Samuel George Gottlieb Gmelin (4 July 1744 – 27 July 1774) was a German physician, botanist, and explorer.

== Background ==
Gmelin was born at Tübingen as part of a well-known family of naturalists. His father was Johann Conrad Gmelin, an apothecary and surgeon. His uncle was Johann Georg Gmelin, who was also uncle to Johann Friedrich Gmelin (the naturalist publisher of the Systema Naturae of Carolus Linnaeus). Samuel earned his medical degree in 1763 from the University of Leiden at the young age of 18. While living in the Dutch Republic, Gmelin developed a keen interest in marine algae. In 1766 he was appointed professor of botany at St Petersburg. In the following year he was sent on an expedition to study the natural history of the Russian Empire. He explored the rivers Don and Volga, and the western and eastern coasts of the Caspian Sea. Whilst travelling in the Caucasus he was taken hostage by Usmey Khan of Khaïtakes and died of ill treatment in captivity in Akhmedkent, Dagestan. He was only 30 years of age. His death led to a Russian punitive expedition which briefly conquered Derbent.

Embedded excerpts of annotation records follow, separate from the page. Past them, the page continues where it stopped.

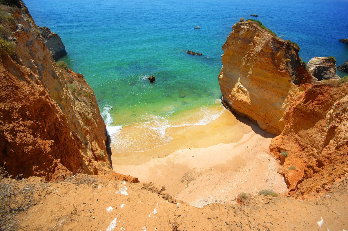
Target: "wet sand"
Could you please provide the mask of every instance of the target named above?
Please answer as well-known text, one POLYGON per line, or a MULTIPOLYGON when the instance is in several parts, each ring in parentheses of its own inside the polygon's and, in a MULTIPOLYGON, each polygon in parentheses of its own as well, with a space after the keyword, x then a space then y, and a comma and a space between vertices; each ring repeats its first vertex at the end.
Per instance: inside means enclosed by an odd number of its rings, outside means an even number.
POLYGON ((242 192, 287 191, 277 173, 280 163, 269 154, 274 136, 247 119, 225 110, 206 125, 170 127, 166 133, 173 138, 167 144, 113 156, 114 170, 164 185, 177 200, 200 207, 235 203, 242 192))

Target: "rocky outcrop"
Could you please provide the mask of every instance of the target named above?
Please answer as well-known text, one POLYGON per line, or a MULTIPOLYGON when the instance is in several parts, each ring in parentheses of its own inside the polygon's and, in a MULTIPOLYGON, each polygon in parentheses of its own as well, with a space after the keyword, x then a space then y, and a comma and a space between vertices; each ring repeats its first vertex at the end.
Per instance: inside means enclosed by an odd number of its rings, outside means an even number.
POLYGON ((202 55, 201 53, 196 53, 196 52, 193 52, 193 51, 191 51, 190 50, 187 50, 186 53, 190 55, 202 55))
POLYGON ((25 6, 7 10, 16 51, 0 57, 0 162, 14 176, 48 181, 79 169, 111 171, 93 90, 82 75, 57 66, 25 6))
POLYGON ((342 65, 340 65, 338 66, 337 68, 348 73, 348 60, 347 60, 342 65))
POLYGON ((150 81, 150 82, 153 82, 156 81, 156 77, 153 75, 150 75, 148 79, 149 79, 149 81, 150 81))
POLYGON ((348 43, 348 39, 340 39, 340 41, 345 43, 348 43))
POLYGON ((334 57, 315 57, 308 61, 307 67, 318 80, 339 79, 336 73, 335 63, 334 57))
POLYGON ((329 190, 348 172, 348 84, 319 82, 299 96, 286 111, 285 127, 270 149, 279 159, 281 151, 288 153, 278 172, 289 194, 304 198, 329 190))
POLYGON ((334 66, 329 57, 314 59, 310 71, 295 45, 251 22, 232 28, 222 47, 223 102, 279 135, 270 150, 283 165, 278 172, 290 195, 322 194, 348 172, 348 84, 311 74, 327 74, 334 66))
POLYGON ((232 111, 275 135, 283 115, 312 76, 301 63, 299 49, 264 31, 256 23, 238 23, 222 47, 219 80, 222 101, 232 111))
POLYGON ((51 31, 49 28, 44 26, 39 27, 39 31, 55 60, 57 60, 66 54, 65 46, 59 35, 51 31))

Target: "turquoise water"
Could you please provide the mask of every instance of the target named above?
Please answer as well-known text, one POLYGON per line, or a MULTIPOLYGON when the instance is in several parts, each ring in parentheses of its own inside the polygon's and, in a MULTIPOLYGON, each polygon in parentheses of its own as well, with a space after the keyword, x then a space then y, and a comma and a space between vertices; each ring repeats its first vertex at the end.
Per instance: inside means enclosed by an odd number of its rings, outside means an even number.
POLYGON ((251 14, 297 43, 304 61, 348 58, 348 45, 338 41, 348 38, 345 0, 24 2, 38 25, 60 36, 68 52, 62 59, 84 75, 113 132, 158 118, 170 124, 218 104, 221 47, 233 24, 251 14), (155 83, 147 80, 151 75, 155 83))

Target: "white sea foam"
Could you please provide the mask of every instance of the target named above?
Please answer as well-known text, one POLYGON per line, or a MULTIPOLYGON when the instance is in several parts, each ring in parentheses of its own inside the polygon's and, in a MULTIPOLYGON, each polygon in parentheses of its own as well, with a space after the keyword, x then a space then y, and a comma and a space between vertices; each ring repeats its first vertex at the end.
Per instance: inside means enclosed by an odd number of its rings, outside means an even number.
POLYGON ((142 75, 140 77, 140 78, 144 80, 148 79, 149 79, 149 77, 150 77, 150 75, 142 75))
POLYGON ((122 129, 122 127, 121 126, 112 126, 111 125, 113 122, 113 120, 111 117, 111 115, 109 113, 109 111, 112 109, 112 106, 111 105, 106 104, 103 107, 103 111, 101 113, 104 122, 105 122, 108 134, 110 136, 117 133, 122 129))

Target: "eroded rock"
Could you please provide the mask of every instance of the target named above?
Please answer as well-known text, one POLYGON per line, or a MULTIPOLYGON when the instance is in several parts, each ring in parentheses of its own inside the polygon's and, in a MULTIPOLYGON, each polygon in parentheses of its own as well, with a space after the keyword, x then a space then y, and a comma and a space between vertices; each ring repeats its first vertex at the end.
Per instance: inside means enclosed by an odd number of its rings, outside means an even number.
POLYGON ((65 50, 65 46, 59 35, 51 31, 47 27, 40 26, 39 30, 55 60, 56 61, 65 55, 66 51, 65 50))

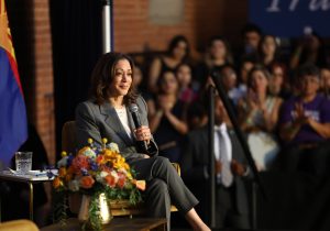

Gmelin was the author of Historia Fucorum (1768), the first work dedicated to marine biology dealing exclusively with algae and the first using the binomial system of nomenclature. It includes elaborate illustrations of seaweed and marine algae on folded leaves. However, algal specimens used by Gmelin in the Historia fucorum are thought to no longer exist (Dixon & Irvine, 1970). The results of his travels were published in Reise durch Russland zur untersuchung der drey natur-reiche ("Trip Through Russia To Study the Three Natural Provinces") (1770–1784, 4 vols.). The final volume was to be completed by Güldenstädt, but was ultimately edited by Peter Simon Pallas after Güldenstädt's death.

==Biography==
In 1772, he married Anna von Chappuzeau, granddaughter of the famous naval captain Jacob Chappuzeau (Iakov Shapizo), hero of the battle of Osel Island in 1719, when he commanded the Raphail.